Satu napas, dua napas, tiga napas…
Waktu berlalu perlahan. Tuan Muda dan Tetua Ning tetap bersama, melarikan diri menuju Kota Chunyi.
Dengan cara ini, jika cahaya emas mengejar mereka sebelum mencapai Kota Chunyi, setidaknya mereka bisa melawannya bersama-sama.
Indra ilahi mereka terus aktif; meskipun mereka berada jauh, mereka masih memantau pergerakan di Kota Taiyuan.
Pemantauan ini dengan cepat membuat wajah mereka menegang.
Karena ketika cahaya emas melesat ke langit, Kota Taiyuan langsung hancur menjadi ketiadaan!
Kekuatan kanopi penyegel kota sama sekali tidak efektif melawan cahaya emas, bahkan lebih lemah daripada selembar kertas tertipis sekalipun!
Ketika pemandangan ini memasuki indra ilahi mereka, jantung mereka hampir melompat keluar dari dada.
Terutama ketika mereka melihat cahaya emas muncul di belakang mereka, mereka menggertakkan gigi, membakar darah esensi mereka untuk meningkatkan kecepatan mereka sekali lagi.
Setelah melarikan diri selama waktu yang tidak diketahui, sebuah kota besar tampak di hadapan mereka.
Dua karakter besar, ‘Chunyi’, yang terbentuk dari cahaya yang terkondensasi, melayang dengan jelas di atas kota.
“Yang Mulia Chunyi, selamatkan kami!!!”
Kedua tetua, Ning dan temannya, berteriak serentak, suara mereka serak dan putus asa.
Bahkan di sini, mereka tidak berani ragu sejenak pun.
Gelar ‘Yang Mulia Muda’ dan ‘Yang Mulia Agung’ sebenarnya adalah nama-nama para penguasa kota.

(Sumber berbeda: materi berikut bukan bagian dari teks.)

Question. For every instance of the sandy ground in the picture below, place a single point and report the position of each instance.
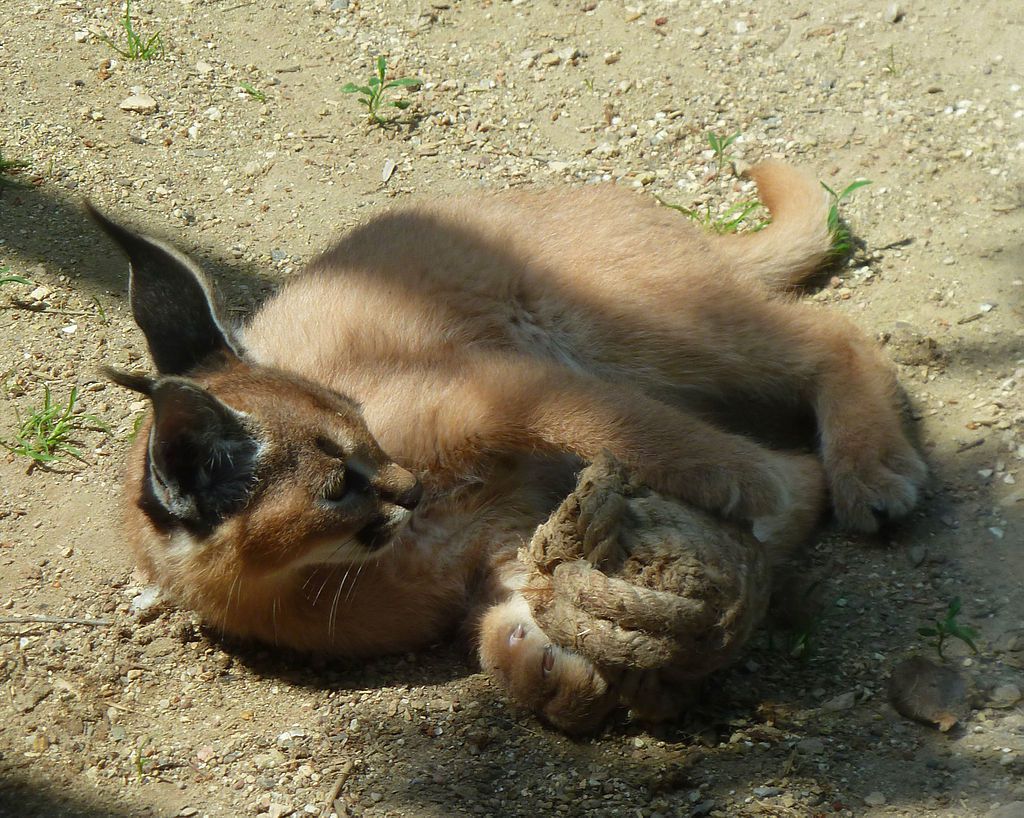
(109, 712)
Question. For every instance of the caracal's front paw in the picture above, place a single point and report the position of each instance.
(559, 685)
(877, 481)
(800, 480)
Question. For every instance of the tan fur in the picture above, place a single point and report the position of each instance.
(494, 344)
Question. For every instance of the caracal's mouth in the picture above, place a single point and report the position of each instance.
(364, 546)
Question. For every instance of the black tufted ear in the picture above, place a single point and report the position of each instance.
(202, 454)
(171, 301)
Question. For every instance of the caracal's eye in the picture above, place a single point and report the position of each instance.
(336, 486)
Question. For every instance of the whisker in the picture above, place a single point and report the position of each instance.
(273, 617)
(236, 584)
(358, 570)
(334, 604)
(334, 568)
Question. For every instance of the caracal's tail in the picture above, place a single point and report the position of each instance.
(797, 243)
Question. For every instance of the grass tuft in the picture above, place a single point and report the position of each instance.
(46, 435)
(719, 144)
(739, 216)
(842, 239)
(373, 94)
(136, 46)
(253, 91)
(943, 629)
(8, 167)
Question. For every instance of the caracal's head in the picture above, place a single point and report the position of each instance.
(242, 470)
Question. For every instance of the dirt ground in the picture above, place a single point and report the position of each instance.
(111, 708)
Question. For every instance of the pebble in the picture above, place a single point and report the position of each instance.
(139, 103)
(843, 701)
(893, 13)
(811, 746)
(1005, 696)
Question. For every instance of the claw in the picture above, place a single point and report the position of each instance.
(548, 662)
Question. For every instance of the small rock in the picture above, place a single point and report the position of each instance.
(893, 13)
(927, 692)
(139, 103)
(841, 702)
(1005, 696)
(144, 600)
(811, 746)
(269, 760)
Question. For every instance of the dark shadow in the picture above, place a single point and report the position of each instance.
(42, 227)
(27, 795)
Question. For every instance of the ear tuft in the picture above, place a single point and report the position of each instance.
(129, 380)
(171, 300)
(202, 455)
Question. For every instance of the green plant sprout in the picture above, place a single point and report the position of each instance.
(136, 46)
(45, 436)
(719, 144)
(950, 628)
(735, 217)
(8, 167)
(253, 91)
(842, 239)
(373, 93)
(892, 68)
(5, 278)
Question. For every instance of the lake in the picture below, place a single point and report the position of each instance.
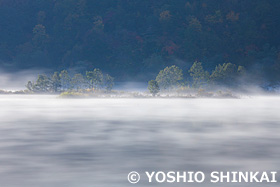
(52, 142)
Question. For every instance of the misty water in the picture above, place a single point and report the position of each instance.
(52, 142)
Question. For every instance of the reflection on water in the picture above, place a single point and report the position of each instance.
(50, 142)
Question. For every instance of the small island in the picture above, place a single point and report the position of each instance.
(225, 81)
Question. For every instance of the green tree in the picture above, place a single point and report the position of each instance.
(95, 78)
(153, 87)
(56, 82)
(169, 78)
(43, 84)
(77, 81)
(226, 74)
(199, 76)
(65, 80)
(108, 82)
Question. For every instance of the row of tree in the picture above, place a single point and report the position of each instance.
(170, 78)
(63, 81)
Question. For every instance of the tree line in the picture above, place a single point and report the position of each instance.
(63, 81)
(171, 77)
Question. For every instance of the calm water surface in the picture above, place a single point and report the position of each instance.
(51, 142)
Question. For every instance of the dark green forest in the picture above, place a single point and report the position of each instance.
(133, 39)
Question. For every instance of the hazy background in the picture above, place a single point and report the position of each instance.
(133, 40)
(51, 142)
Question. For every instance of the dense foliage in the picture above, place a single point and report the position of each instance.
(63, 81)
(131, 37)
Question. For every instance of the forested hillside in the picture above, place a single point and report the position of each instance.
(136, 38)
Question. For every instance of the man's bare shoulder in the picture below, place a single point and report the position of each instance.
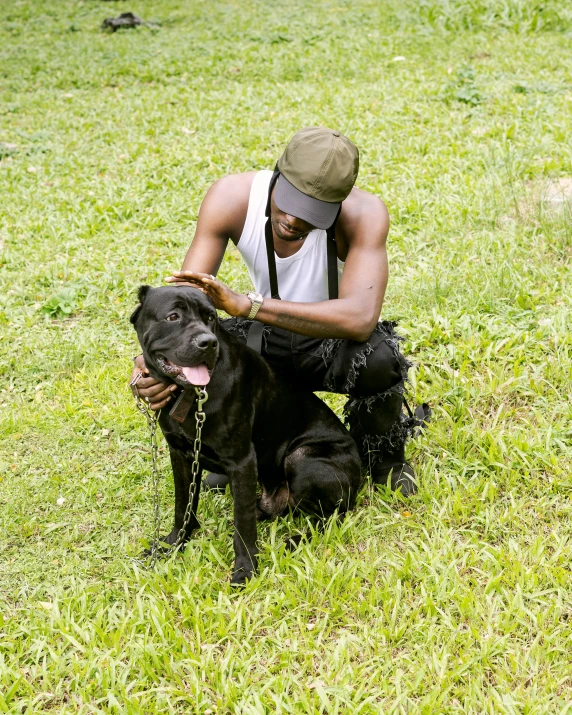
(364, 217)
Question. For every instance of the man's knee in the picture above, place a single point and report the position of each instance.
(370, 368)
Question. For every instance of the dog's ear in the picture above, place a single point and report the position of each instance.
(141, 294)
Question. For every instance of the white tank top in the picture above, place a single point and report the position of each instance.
(303, 277)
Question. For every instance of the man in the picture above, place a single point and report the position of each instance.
(300, 230)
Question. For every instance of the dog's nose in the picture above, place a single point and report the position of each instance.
(204, 342)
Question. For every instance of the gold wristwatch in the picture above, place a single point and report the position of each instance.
(256, 299)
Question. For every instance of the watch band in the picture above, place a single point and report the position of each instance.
(256, 299)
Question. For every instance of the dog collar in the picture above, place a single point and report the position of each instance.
(183, 404)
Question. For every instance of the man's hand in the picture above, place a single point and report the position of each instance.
(159, 393)
(224, 298)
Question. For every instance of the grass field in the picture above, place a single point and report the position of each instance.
(456, 601)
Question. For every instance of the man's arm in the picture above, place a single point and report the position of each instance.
(221, 216)
(363, 226)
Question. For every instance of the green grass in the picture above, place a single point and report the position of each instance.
(458, 601)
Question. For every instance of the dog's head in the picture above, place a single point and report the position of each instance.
(176, 327)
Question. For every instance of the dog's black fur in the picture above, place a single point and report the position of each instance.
(258, 427)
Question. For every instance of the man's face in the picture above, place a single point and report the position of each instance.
(287, 227)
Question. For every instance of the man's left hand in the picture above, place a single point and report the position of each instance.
(223, 297)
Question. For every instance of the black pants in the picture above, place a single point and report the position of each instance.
(372, 373)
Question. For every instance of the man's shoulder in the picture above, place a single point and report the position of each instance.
(364, 217)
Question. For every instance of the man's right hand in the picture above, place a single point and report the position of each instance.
(159, 393)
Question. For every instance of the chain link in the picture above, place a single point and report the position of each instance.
(152, 418)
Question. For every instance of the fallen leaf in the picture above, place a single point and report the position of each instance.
(316, 684)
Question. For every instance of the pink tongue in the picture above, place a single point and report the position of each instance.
(197, 375)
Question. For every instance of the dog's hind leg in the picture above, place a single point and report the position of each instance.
(243, 481)
(182, 476)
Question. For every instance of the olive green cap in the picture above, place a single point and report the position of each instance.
(317, 172)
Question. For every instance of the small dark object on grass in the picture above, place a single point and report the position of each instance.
(126, 19)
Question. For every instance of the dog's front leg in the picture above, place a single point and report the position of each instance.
(243, 480)
(182, 475)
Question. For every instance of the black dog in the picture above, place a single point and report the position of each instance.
(258, 428)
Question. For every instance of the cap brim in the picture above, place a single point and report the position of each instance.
(320, 214)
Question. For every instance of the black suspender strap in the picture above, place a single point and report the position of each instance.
(332, 259)
(254, 337)
(269, 239)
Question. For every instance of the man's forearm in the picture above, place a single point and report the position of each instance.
(327, 319)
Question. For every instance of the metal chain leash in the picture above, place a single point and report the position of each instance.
(152, 418)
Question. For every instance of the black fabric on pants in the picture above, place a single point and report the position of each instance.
(372, 373)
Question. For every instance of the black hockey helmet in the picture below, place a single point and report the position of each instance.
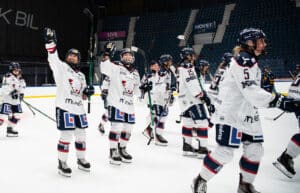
(165, 58)
(186, 51)
(13, 66)
(109, 49)
(250, 34)
(125, 51)
(227, 57)
(74, 52)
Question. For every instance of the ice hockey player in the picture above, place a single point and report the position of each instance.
(268, 80)
(13, 85)
(109, 51)
(124, 84)
(154, 68)
(285, 162)
(163, 86)
(213, 90)
(191, 99)
(71, 118)
(237, 119)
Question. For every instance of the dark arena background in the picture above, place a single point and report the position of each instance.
(209, 26)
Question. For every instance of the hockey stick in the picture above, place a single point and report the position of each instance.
(29, 107)
(88, 13)
(275, 118)
(42, 113)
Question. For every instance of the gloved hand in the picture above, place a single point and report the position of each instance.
(14, 94)
(146, 87)
(172, 99)
(206, 99)
(49, 36)
(104, 94)
(285, 103)
(21, 96)
(89, 90)
(211, 108)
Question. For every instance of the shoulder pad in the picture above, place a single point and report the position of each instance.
(186, 65)
(245, 59)
(7, 75)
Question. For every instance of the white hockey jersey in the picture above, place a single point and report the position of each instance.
(122, 87)
(161, 89)
(9, 83)
(70, 85)
(294, 90)
(240, 95)
(188, 86)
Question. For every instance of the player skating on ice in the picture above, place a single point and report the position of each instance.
(109, 51)
(124, 84)
(149, 77)
(268, 80)
(285, 162)
(163, 86)
(237, 120)
(191, 98)
(13, 85)
(70, 114)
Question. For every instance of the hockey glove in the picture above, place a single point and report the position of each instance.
(49, 36)
(146, 87)
(109, 49)
(21, 96)
(89, 90)
(211, 108)
(14, 94)
(285, 103)
(104, 94)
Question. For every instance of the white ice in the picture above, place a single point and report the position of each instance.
(29, 162)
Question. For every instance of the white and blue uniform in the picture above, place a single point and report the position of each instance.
(123, 86)
(70, 113)
(11, 106)
(237, 119)
(192, 108)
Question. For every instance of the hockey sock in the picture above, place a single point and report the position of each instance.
(125, 136)
(113, 139)
(293, 148)
(63, 150)
(187, 134)
(80, 149)
(202, 135)
(249, 169)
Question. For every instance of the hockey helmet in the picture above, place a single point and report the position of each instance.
(250, 34)
(227, 57)
(165, 58)
(127, 61)
(14, 66)
(109, 49)
(186, 51)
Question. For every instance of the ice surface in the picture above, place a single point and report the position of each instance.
(29, 162)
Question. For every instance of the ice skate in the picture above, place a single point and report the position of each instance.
(188, 149)
(114, 157)
(84, 165)
(245, 187)
(148, 132)
(285, 164)
(160, 140)
(199, 185)
(11, 132)
(125, 156)
(63, 169)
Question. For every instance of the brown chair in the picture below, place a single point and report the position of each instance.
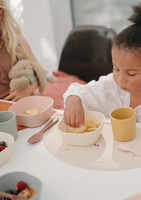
(87, 52)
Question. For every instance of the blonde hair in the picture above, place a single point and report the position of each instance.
(9, 30)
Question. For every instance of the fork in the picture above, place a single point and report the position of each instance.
(11, 196)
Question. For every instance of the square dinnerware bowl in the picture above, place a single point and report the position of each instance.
(84, 139)
(43, 104)
(6, 154)
(9, 182)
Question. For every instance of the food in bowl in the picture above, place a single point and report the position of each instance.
(23, 181)
(86, 139)
(42, 103)
(32, 111)
(89, 125)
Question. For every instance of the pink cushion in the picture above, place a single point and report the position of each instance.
(56, 90)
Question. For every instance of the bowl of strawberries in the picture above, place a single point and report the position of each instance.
(21, 184)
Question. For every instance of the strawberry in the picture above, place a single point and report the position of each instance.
(21, 185)
(2, 147)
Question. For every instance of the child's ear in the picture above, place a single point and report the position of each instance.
(1, 13)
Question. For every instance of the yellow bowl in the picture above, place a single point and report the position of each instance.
(42, 103)
(84, 139)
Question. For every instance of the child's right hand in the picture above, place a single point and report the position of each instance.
(74, 112)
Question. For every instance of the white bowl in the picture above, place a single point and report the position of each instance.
(44, 104)
(84, 139)
(10, 180)
(6, 154)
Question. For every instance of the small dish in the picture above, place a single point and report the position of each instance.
(6, 154)
(43, 104)
(82, 139)
(10, 180)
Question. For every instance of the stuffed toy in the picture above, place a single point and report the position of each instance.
(25, 72)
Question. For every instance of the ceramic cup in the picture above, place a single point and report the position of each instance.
(8, 123)
(123, 121)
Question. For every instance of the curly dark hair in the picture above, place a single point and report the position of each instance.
(130, 38)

Mereka yang berada di bawah tingkat ketiga Dao Saint disebut ‘Yang Mulia Muda’.
Mereka yang berada di bawah tingkat keenam Dao Saint disebut ‘Yang Mulia Atas’.
Hanya mereka yang berada di tingkat ketujuh Dao Saint yang berhak disebut ‘Yang Mulia Agung’.
Dan penguasa Kota Chunyi adalah Dao Saint tingkat ketujuh!
Gelarnya—Yang Mulia Agung Chunyi!
“Whoosh!!!”
Di atas Kota Chunyi, awan-awan mengembun, berubah menjadi wajah manusia raksasa.